Most of the time, however, bus crashes involve other motorists, not buses.

“Recent and alarmingly frequent reports of crashes involving school children in or around school buses are unsettling. Children and their families expect and deserve to feel safe about the transportation provided to get them to and from school,” said Martha Mitchell Meade, manager of public and government affairs for AAA. “Motorists and school bus drivers must be keenly alert and focused, obey traffic safety laws and do everything possible to protect the lives of school children.”

According to the Virginia DMV, in the past five years (2013-2017):

• Overall crashes involving school buses have increased 3 percent;

• 14 people were killed in crashes involving school buses;

• Convictions for passing stopped school buses increased 7 percent;

• 12 percent of all crashes involving school buses occurred in a school zone.

Every day, approximately 500,000 school buses nationwide transport more than 23 million students to and from school. Each year, about 24 school-aged children in the U.S. are killed in school transportation-related traffic crashes.

“In addition to following the rules of the road, motorists are also reminded to put away phones and other distractions to keep focused on the road as buses can stop and start frequently, picking up and dropping off students,” Meade added.

Despite the uptick in crashes, school buses remains the safest vehicle on the road, keeping children safer while traveling to and from school than traveling by car, according to the National Highway Traffic Safety Administration (NHTSA). “The greatest risk to a child is not riding a bus, but approaching or leaving one,” said Meade. “It’s important that parents, students, teachers, motorists, school bus operators, school administrators and other safety advocates join forces to build awareness of the importance of school bus safety.”

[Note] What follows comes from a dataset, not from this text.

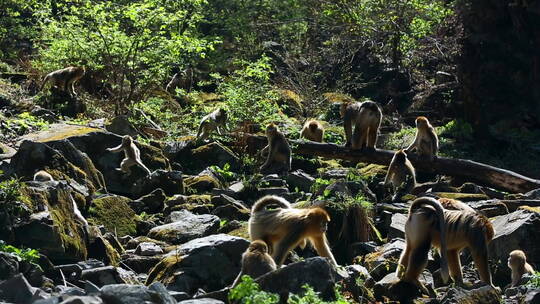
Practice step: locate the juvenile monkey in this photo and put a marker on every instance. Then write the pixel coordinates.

AAA offers the following school bus safety tips:

While Waiting at the Bus Stop

• Have children wait in a location where the bus driver can easily see them while driving down the street.

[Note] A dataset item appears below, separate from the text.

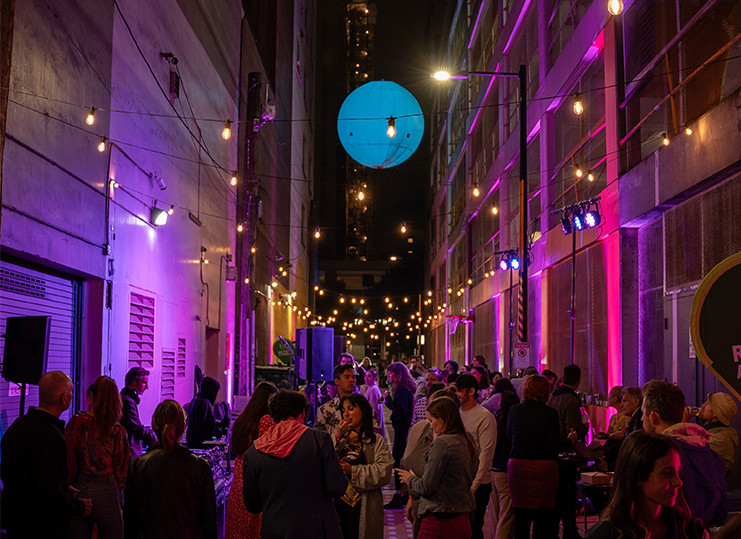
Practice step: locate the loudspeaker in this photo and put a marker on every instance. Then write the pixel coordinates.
(340, 347)
(314, 349)
(26, 348)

• Do not let children play in or near the street. Playing with balls or other toys that could roll into the street is also dangerous.

• Stand at least three giant steps (6 feet) away from the edge of the curb.

• Children should be reminded to obey the AAA School Safety Patrol, crossing guard, officer or supervising adult, if present.

Getting On and Off the Bus

• Children should wait until the bus comes to a complete stop, the door opens and the driver indicates that it is okay before approaching the bus door to get onto or off the bus. Your child should use the handrails to avoid falling.

• Warn children that if they drop something getting on and off the bus, they should never attempt to pick it up. Instead, they should tell the driver and follow the driver’s instructions.

• Remind children to stop at the edge of the bus and look left and right before crossing.

• Your child should never walk behind a school bus. If your child must cross the street in front of the bus, tell him/her to walk on a sidewalk or along the side of the street to a place at least five giant steps (10 feet) in front of the bus before crossing. Your child should also make eye contact with the bus driver before crossing to make sure the driver can see him/her.

• If you meet your child at the bus stop after school, wait on the side where the child will be dropped off, not across the street. Children can be so excited to see you after school that they dash across the street and forget the safety rules.

While Driving

• Slow down. Watch for children walking to and from the bus stop, as well as standing at the bus stop. Watch for children walking in the street, especially if the neighborhood has no sidewalks.

• Be mindful when backing out of a driveway or leaving a garage. Watch for children walking or bicycling to school.

• Never try to pass a bus as it slows and prepares to stop.

• Flashing lights indicate that a bus is either slowing to or has stopped to load or unload children. Stop your car and wait for the bus lights to stop flashing before moving your vehicle. • Passing a loading or unloading school bus is a reckless driving offense.